Hanjin Shipping said on Wednesday it would seek court receivership after losing the support of its banks, as ports from China to Spain denied access to its vessels and a rival eyed some of the South Korean container liner’s assets.
Banks led by state-run Korea Development Bank (KDB) withdrew backing for the world’s seventh-largest container carrier on Tuesday, saying a funding plan by its parent group was inadequate to tackle debt that stood at 5.6 trillion won ($5 billion) at the end of 2015.
After Hanjin applies for receivership, the court will decide whether it should remain alive as a going concern or be dissolved, a Seoul Central District Court judge told Reuters on Wednesday, declining to be named.
That process usually takes one or two months but is expected to be accelerated in Hanjin’s case, the judge said.
A bankruptcy for Hanjin Shipping would be the largest ever for a container shipper in terms of capacity, according to consultancy Alphaline, exceeding the 1986 collapse of United States Lines.
South Korea’s ailing shipbuilders and shipping firms, which for decades were engines of its export-driven economy, are in the midst of a wrenching restructuring, and KDB’s decision not to continue keeping Hanjin Shipping afloat shows the government is taking a tougher stance with troubled corporate groups.
“The government will swiftly push forth corporate restructuring following the rule that companies must figure out how to survive and find competitiveness on their own while taking responsibility,” Finance Minister Yoo Il-ho said.

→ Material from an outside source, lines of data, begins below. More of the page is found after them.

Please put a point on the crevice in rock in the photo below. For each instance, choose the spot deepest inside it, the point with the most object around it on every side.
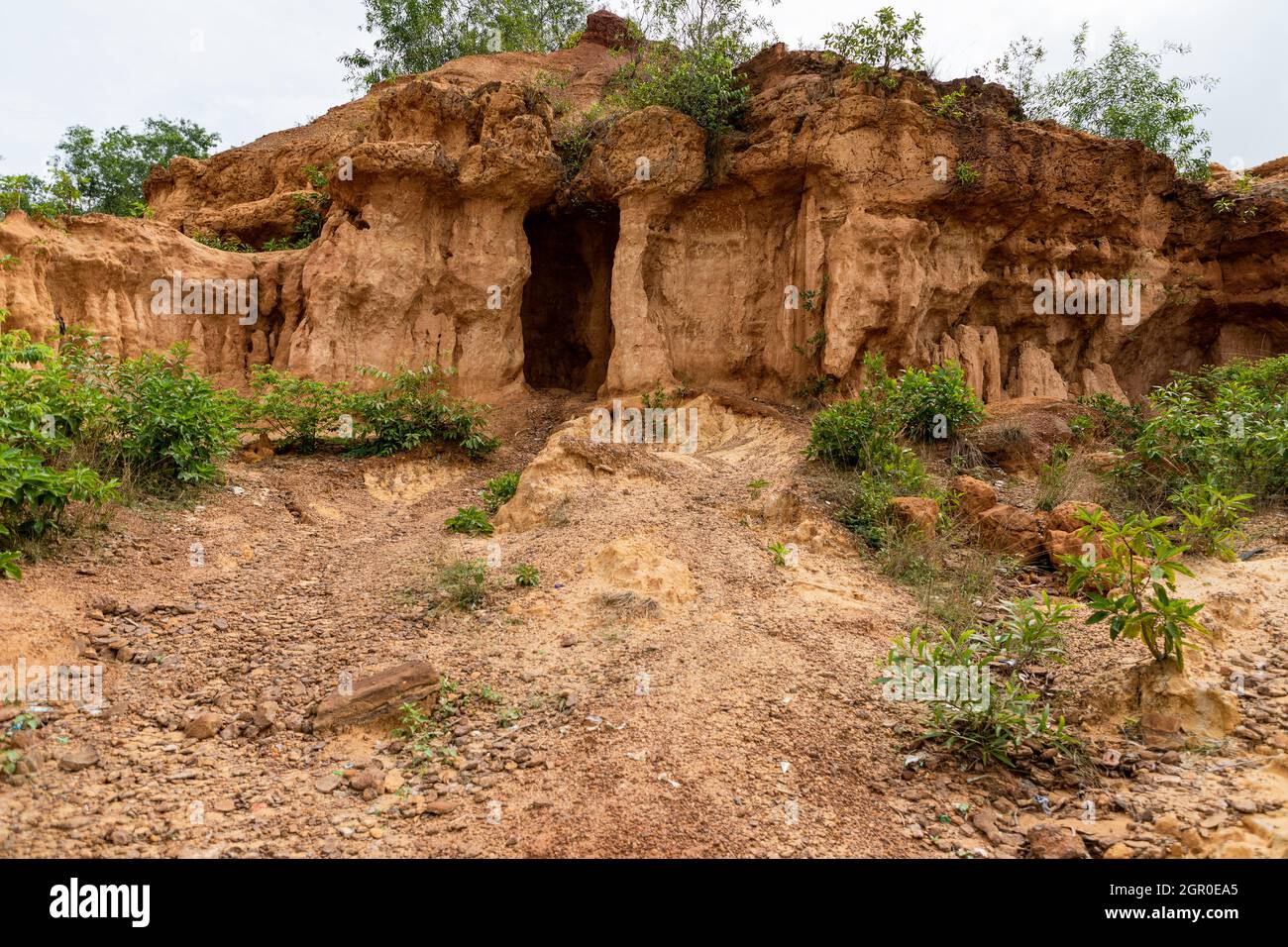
(566, 315)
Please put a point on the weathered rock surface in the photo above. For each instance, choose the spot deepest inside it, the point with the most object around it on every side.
(458, 234)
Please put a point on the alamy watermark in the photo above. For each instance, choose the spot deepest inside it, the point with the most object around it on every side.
(649, 425)
(189, 296)
(1070, 296)
(965, 684)
(80, 684)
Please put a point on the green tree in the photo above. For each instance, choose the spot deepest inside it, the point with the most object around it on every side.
(1122, 94)
(39, 197)
(692, 62)
(421, 35)
(108, 171)
(880, 47)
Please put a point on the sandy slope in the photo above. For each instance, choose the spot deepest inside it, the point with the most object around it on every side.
(725, 707)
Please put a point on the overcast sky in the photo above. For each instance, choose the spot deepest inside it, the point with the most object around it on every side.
(248, 67)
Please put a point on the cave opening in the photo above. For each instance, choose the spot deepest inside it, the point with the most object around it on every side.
(567, 328)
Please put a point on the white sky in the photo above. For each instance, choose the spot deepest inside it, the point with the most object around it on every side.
(269, 64)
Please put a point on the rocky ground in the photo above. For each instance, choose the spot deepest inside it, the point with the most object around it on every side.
(665, 690)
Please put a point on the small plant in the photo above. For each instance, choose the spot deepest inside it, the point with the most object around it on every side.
(988, 722)
(1112, 420)
(936, 402)
(1131, 585)
(299, 411)
(1210, 519)
(657, 398)
(9, 761)
(227, 243)
(949, 106)
(500, 489)
(462, 583)
(1029, 633)
(413, 407)
(1054, 479)
(471, 521)
(174, 427)
(965, 174)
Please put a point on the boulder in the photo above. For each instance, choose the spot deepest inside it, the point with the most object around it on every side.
(376, 694)
(1013, 531)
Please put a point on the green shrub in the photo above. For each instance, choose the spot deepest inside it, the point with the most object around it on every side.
(1029, 633)
(965, 174)
(1113, 420)
(462, 583)
(35, 497)
(991, 725)
(413, 407)
(498, 489)
(1210, 519)
(297, 411)
(863, 434)
(700, 81)
(469, 519)
(936, 403)
(1132, 585)
(171, 425)
(880, 47)
(1227, 427)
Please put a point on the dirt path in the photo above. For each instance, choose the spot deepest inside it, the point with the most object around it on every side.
(666, 690)
(756, 733)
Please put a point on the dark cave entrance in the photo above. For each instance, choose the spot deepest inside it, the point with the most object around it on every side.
(567, 329)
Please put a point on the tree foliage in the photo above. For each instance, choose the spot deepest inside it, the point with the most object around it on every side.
(1122, 94)
(880, 47)
(421, 35)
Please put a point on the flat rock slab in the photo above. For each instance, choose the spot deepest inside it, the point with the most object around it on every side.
(376, 694)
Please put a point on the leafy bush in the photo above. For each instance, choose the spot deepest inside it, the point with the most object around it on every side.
(462, 583)
(936, 402)
(1119, 423)
(863, 434)
(469, 519)
(297, 411)
(421, 35)
(700, 81)
(1029, 633)
(413, 407)
(965, 174)
(108, 170)
(171, 425)
(35, 497)
(1132, 583)
(1227, 427)
(1210, 519)
(498, 489)
(880, 47)
(991, 725)
(1122, 94)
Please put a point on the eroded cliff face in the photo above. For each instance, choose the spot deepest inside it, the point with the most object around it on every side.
(833, 224)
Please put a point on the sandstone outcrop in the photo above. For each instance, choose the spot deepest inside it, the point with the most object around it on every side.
(458, 232)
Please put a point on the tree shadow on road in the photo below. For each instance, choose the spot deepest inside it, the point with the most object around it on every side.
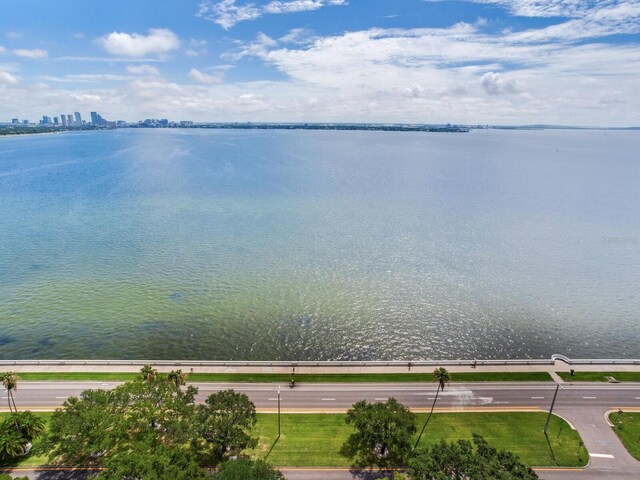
(65, 475)
(370, 474)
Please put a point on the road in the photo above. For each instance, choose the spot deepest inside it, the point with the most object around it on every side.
(582, 404)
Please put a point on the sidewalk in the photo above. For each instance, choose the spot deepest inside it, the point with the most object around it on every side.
(457, 366)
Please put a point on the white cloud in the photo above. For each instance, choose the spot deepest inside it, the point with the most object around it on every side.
(227, 14)
(109, 59)
(142, 70)
(7, 78)
(158, 41)
(196, 48)
(35, 53)
(86, 78)
(496, 84)
(201, 77)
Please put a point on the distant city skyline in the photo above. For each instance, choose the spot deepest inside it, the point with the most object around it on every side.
(399, 61)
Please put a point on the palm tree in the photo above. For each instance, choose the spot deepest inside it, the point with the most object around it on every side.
(443, 377)
(10, 382)
(11, 443)
(177, 378)
(31, 426)
(149, 373)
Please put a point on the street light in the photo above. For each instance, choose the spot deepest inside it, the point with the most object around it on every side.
(546, 426)
(278, 411)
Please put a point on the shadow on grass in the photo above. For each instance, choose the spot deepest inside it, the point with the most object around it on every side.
(271, 449)
(553, 455)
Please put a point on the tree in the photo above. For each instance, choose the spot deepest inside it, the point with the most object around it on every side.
(30, 425)
(11, 441)
(160, 464)
(223, 426)
(382, 434)
(10, 382)
(466, 460)
(177, 378)
(244, 469)
(444, 378)
(136, 416)
(149, 373)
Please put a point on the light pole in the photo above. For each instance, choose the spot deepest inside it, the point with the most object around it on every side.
(546, 426)
(279, 411)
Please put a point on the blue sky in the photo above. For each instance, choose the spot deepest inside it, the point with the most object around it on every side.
(483, 61)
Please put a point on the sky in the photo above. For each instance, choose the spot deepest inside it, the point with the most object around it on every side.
(512, 62)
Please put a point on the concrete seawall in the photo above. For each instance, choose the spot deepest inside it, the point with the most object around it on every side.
(557, 363)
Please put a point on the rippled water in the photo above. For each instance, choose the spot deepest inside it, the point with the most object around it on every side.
(183, 244)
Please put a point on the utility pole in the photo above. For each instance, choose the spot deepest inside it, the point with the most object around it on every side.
(279, 412)
(546, 426)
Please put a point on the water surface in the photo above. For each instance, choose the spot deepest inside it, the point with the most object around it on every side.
(196, 244)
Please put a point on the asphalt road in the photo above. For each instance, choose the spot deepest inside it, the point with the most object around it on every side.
(583, 404)
(340, 396)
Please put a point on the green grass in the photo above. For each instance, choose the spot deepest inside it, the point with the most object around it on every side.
(301, 378)
(315, 439)
(627, 427)
(36, 456)
(600, 376)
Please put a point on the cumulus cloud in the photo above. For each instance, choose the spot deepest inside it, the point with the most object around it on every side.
(495, 83)
(35, 53)
(158, 41)
(201, 77)
(227, 14)
(7, 78)
(142, 70)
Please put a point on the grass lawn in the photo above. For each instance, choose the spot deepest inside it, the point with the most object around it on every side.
(315, 439)
(36, 456)
(600, 376)
(627, 426)
(314, 378)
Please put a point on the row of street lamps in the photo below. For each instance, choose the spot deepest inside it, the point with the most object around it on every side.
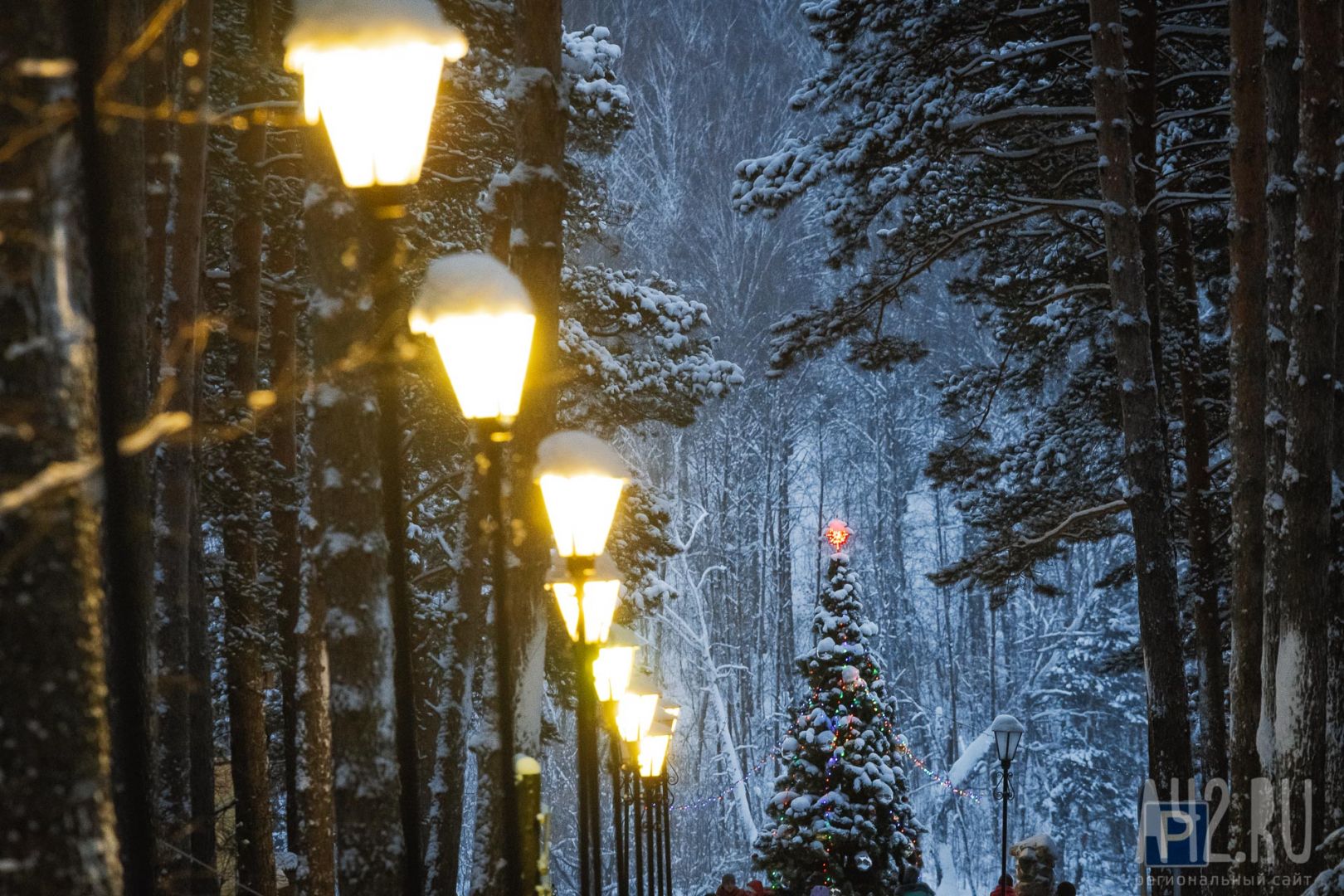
(370, 75)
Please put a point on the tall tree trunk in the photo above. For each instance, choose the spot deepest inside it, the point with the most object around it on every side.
(56, 813)
(1248, 316)
(1281, 207)
(1168, 726)
(459, 660)
(347, 547)
(1142, 104)
(114, 162)
(537, 253)
(245, 640)
(177, 470)
(1301, 666)
(1203, 561)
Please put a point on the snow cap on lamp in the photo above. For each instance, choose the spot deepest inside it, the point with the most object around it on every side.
(581, 480)
(371, 73)
(480, 317)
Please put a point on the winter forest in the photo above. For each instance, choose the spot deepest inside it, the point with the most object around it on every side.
(953, 359)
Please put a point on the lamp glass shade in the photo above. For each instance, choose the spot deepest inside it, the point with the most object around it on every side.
(635, 715)
(377, 102)
(1007, 737)
(654, 751)
(611, 672)
(581, 509)
(600, 599)
(485, 358)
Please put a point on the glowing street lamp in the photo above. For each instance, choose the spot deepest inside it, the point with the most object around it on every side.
(480, 317)
(581, 479)
(371, 74)
(590, 602)
(615, 664)
(654, 748)
(637, 709)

Hyundai Merchant Marine, the country’s second-largest shipping line, will look to acquire its rival’s healthy assets, including profit-making vessels, overseas business networks and key personnel, South Korea’s Financial Services Commission said.
A Hyundai Merchant Marine spokesman told Reuters nothing had been decided on potential acquisition of Hanjin assets and that the firm will hold talks with KDB. Hyundai Merchant Marine is also in the process of a voluntary debt restructuring.
South Korea’s oceans ministry estimates a two- to three-month delay in the shipping of some Korean goods that were to be transported by Hanjin Shipping, and plans to announce in September cargo-handling measures which could include Hyundai Merchant Marine taking over some routes, a ministry spokesman said on Wednesday.
KDB’s move to pull the plug was already having an impact on Hanjin’s operations.
Ports including those in Shanghai and Xiamen in China, Valencia, Spain, and Savannah in the U.S. state of Georgia had blocked access to Hanjin ships on concerns they would not be able to pay fees, a company spokeswoman told Reuters.
Another vessel, the Hanjin Rome, was seized in Singapore late on Monday by a creditor, according to court information.
Shinhan Investment said in a report on Wednesday that Hanjin would have difficulty operating even if a rehabilitation process is initiated, as the company would face lawsuits from creditors and clients, the cancellation of ship leases and attempts by creditors to size Hanjin’s vessels.
Global shipping firms have been swamped by overcapacity and sluggish demand, with Hanjin booking a net loss of 473 billion won in the first half of the year.
For more on the shipping industry, watch Fortune’s video:
Charter rates for medium-sized container ships have dropped from around $26,000 a day in 2010 to $13,000 per day now, according to data from shipping consultancy Clarkson. Container rates from Shanghai to the U.S west coast have more than halved since then, from around $2,000 per 40-foot container in January 2010 to $596 per 40-foot box last week, data from the Shanghai Shipping Exchange shows.
Shares in Hanjin Shipping have been suspended after plunging 24% on Tuesday. Korean Air Lines, Hanjin Shipping’s largest shareholder, ended 1.5% higher on Wednesday, outperforming a 0.25% drop in the broader market, on investor relief that the flag carrier would not have to support the troubled shipper going forward.